Geschätzte Fahrgäste

Lorsque le mobilier se mit à respirer, quand la tour des CD commença à ondoyer comme une algue, nous eûmes l'idée d'envoyer les enfants voir si les rideaux se mouvaient par leur seule force, ou par celle de nos esprits. Mais aujourd'hui hélas, les enfants n'obéissent plus comme autrefois. Il fallut donc lancer une pelure de mandarine pour vérifier leur impact cinétique sur les pendeloques des rideaux. Pareillement, quand je m'aperçus du déséquilibre chromatique survenu, nous n'eûmes pas davantage de succès en tentant d'envoyer les enfants diminuer la puissance du jaune dans le nuancier général. Il fallut passer quelques heures, baignés de couleurs qui parurent terriblement kitsch. Parfois, le bourdonnement du trafic augmentait, rompant le silence un peu pesant. Une vingtaine de mètres plus bas, je me rendis compte que des voitures, des bus transportaient des hordes des gens ordinaires d'est en ouest, d'ouest en est, chacun se ruant vers son foyer. Au sol, la fin d'une journée ordinaire; ici, le début d'un voyage régi par d'autres règles, moins triviales que celles du quotidien.

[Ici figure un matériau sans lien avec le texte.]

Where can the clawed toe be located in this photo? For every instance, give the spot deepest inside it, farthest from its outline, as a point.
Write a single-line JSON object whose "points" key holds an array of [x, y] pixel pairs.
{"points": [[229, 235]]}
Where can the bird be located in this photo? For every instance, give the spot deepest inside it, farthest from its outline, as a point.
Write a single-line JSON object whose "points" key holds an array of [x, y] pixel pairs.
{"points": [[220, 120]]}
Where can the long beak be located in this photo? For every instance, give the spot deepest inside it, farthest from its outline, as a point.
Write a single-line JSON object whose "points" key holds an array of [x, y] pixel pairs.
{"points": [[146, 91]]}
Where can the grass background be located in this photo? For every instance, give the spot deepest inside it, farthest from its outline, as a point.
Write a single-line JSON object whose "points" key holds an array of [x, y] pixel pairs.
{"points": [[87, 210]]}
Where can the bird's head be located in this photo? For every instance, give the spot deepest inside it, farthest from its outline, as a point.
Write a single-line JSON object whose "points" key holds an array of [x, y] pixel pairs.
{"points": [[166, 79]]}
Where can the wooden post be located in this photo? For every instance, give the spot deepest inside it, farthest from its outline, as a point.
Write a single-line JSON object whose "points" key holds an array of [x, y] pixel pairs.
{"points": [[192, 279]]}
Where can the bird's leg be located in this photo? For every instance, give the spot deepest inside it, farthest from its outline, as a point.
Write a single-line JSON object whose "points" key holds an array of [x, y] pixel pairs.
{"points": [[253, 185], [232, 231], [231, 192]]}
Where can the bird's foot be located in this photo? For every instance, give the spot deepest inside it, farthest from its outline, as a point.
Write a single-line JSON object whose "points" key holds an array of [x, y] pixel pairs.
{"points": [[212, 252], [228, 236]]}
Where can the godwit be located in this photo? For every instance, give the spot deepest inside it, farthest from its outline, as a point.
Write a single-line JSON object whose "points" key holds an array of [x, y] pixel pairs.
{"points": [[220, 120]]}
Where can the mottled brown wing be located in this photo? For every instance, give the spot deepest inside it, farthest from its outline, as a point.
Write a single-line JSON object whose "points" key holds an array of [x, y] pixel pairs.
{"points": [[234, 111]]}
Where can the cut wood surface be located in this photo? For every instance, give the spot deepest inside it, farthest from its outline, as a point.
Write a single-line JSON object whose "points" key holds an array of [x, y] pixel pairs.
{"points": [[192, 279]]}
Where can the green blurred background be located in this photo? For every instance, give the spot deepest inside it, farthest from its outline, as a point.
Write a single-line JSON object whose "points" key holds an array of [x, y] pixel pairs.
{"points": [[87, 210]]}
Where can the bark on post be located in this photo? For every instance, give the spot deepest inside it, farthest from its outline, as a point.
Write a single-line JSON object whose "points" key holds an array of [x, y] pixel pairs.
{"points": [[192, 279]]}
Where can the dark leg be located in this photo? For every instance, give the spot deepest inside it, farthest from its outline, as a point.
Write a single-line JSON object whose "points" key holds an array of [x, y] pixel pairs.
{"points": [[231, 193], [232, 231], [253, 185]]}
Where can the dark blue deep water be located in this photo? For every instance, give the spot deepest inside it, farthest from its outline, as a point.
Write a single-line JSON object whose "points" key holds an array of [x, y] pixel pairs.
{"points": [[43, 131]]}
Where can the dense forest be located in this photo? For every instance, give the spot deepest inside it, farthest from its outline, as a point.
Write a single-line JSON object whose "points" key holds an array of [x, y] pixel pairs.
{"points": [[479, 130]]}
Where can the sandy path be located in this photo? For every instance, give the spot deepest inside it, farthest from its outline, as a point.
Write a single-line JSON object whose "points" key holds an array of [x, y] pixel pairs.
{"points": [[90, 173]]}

Quelque chose de l'ordre du massif se répandait dans les veines de ma tête, me laissant sidéré. Dehors, une tempête se déchaînait, projetant de la pluie sur les vitres, insinuant des vents coulis dans le cadre des fenêtres. Dans la salade de jambes entrevue sous la couverture, je peinais à distinguer les miennes. Mon corps se fit aussi étranger que le sien. A nouveau, la musique s'écoula dans la pièce en prenant différentes formes: une sarabande indistincte, dégringolant des baffles en bataillons géométriques; plus tard, une girouette en contre-jour, en forme de cafetière, distilla en oscillant un son télégraphique modulé, qui souffla dans l'air les points et les traits d'un alphabet morse. La fin de ces sensations coïncida avec la normalisation des communications, qui cessèrent de sembler divisées en messages directs et indirects – m'obligeant à réfléchir à leur assimilation et classification avant d'y répondre, en tentant d'élaborer une phrase que j'abandonnai souvent en pleine construction. Mais alors, la magie déploya ses effets dans d'autres champs, plus physiques, plus émotionnels. Différentes connivences se créèrent alors que le temps cessait d'exister, qu'au-delà de la fenêtre tout était aussi abstrait que l'encre nocturne. Quand, bien plus tard, les carreaux prirent une teinte laiteuse, que tout au dehors se révéla dans une bichromie grise et bleue, l'extase avait pris ses quartiers et commandait propos et gestes, nous glissant en bouche des mots de miel, nous prêtant des corps de serpents, des haleines de lait tiède, des odeurs d'humus poivrées. Et toute distance entre nos corps était presque abolie.
L'aller ainsi consommé, restait à accomplir le voyage du retour – et l'on sait qu'il n'emprunte, hélas, jamais le même trajet. Celui-ci fut un peu chaotique. Je me retrouvai planté dans une salle d'attente glaciale, désuète. Aux murs, les seuls cadres n'affichaient que des points d'interrogation. Rien au monde ne me paraissait pertinent. La vie était un corps creux. J'attendis une correspondance à un carrefour bruyant et sans charme, disons, au croisement de Mehringdamm et de Gneisenaustrasse, à Berlin, où ma tête lestée, mes mains ankylosées m'empêchaient d'écrire un traître mot.

Ce soir, au coin de la place Chauderon, une vieille dame à lunettes, en manteau brun, s'arrête au coin du pont et fixe l'horizon que le soleil incendie, pour la dernière fois de l'année.